At the second and final open forum in the University’s Public Safety Initiatives series, Hopkins officials revealed new details about their proposed private police force. Community members, however, voiced their opposition to the University’s plans and criticized Hopkins for failing to acknowledge their concerns.
The event took place in the Weinberg Community Center on Monday, Nov. 26 and featured a panel including University President Ronald J. Daniels, Vice President for Security Melissa Hyatt and Senior Vice President of Hopkins Medicine Robert Kasdin. Jeanne Hitchcock, special advisor to the vice president for local government, community and corporate affairs, moderated the discussion.
Daniels justified the necessity of the proposed police force by highlighting the prevalence of gun violence and homicide in Baltimore.
“Quite simply, the situation of violent crime for our city and for the communities, of which we are a part, is serious. It is unrelenting and it is, from my perspective, unsustainable,” he said. “These incidents can’t help but affect the communities we are a part of and affect life on our campuses. Neither Hopkins nor the city can accept the level of crime that has become the norm.”
Daniels stated that the proposed police force would consist of 100 armed officers, with 25 stationed across the Medical, Peabody and Homewood campuses at any given time. The amended House Bill 1803, which would allow the University to create a private police force, specified that the officers would be authorized by law to make arrests on campus as well as on public property adjacent to the campuses.
Donald Gresham, a member of the East Baltimore community and president of the Baltimore Redevelopment Action Coalition for Empowerment (BRACE), stated that the Public Safety Initiatives events do not provide a realistic opportunity for participants to voice their concerns. Instead, he thinks they serve to benefit the University’s reputation, so that when it resubmits the bill, the administration can point to community forums as examples of sufficient outreach. He condemned the University’s lack of consideration for potential community impact.
“We keep having these meetings so that it can appear to the delegates that you did your homework. However, there’s no response to the negative side,” Gresham said. “They’re just going to go back to Annapolis and say we had these meetings with the community.”
Gresham noted that the previous discussion panel, which took place on the East Baltimore campus in the early afternoon, was inaccessible to community members who work. He explained that other events were not well-attended because they were poorly advertised.
This contradicted Hitchcock’s opening remarks during the forum. She claimed that Hopkins has done extensive outreach to try to better understand the opinions of community members.

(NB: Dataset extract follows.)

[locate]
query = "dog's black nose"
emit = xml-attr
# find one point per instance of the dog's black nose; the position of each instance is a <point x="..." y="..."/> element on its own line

“My team, the government and relations team has gone to dozens and dozens of community organizations’ meetings. We’ve met with dozens of neighborhood leaders, and we’re not through yet. You invite us, we come,” she said.
In addition, Hyatt highlighted the benefits of sworn officers, such as their ability to wear body cameras. She stated that the officers’ training would be disclosed to the public, claiming that the selectively recruited officers would also be tested on emotional intelligence, de-escalation tactics, crisis intervention, mental health response, sexual assault response and implicit bias.
Hyatt is considering including specially trained mental health professionals as first responders.
Baltimore resident Lisa Francis remarked that the University’s police force should not have the ability to patrol surrounding areas, due to the community’s distrust of Hopkins.
“Hopkins doesn’t know what our community needs. They don’t live here — they can’t represent us at any level. They told the students to stay away from us, and at the same time they want control. We don’t trust Hopkins,” she said. “We lived in this community very happily and, at this point, our lives became a very unhappy community.”
Because of feedback from the last event, the administration decided to shorten the speakers’ introductions to allow for more time for input from forum attendees. It also decided to combine the events targeted at community members with events targeted at students, because many community members and students share similar concerns.
At the conclusion of the forums and discussion series, revised legislation will be drafted. Following this, the community and students will have a 30-day period to comment and ask for clarification on the writing.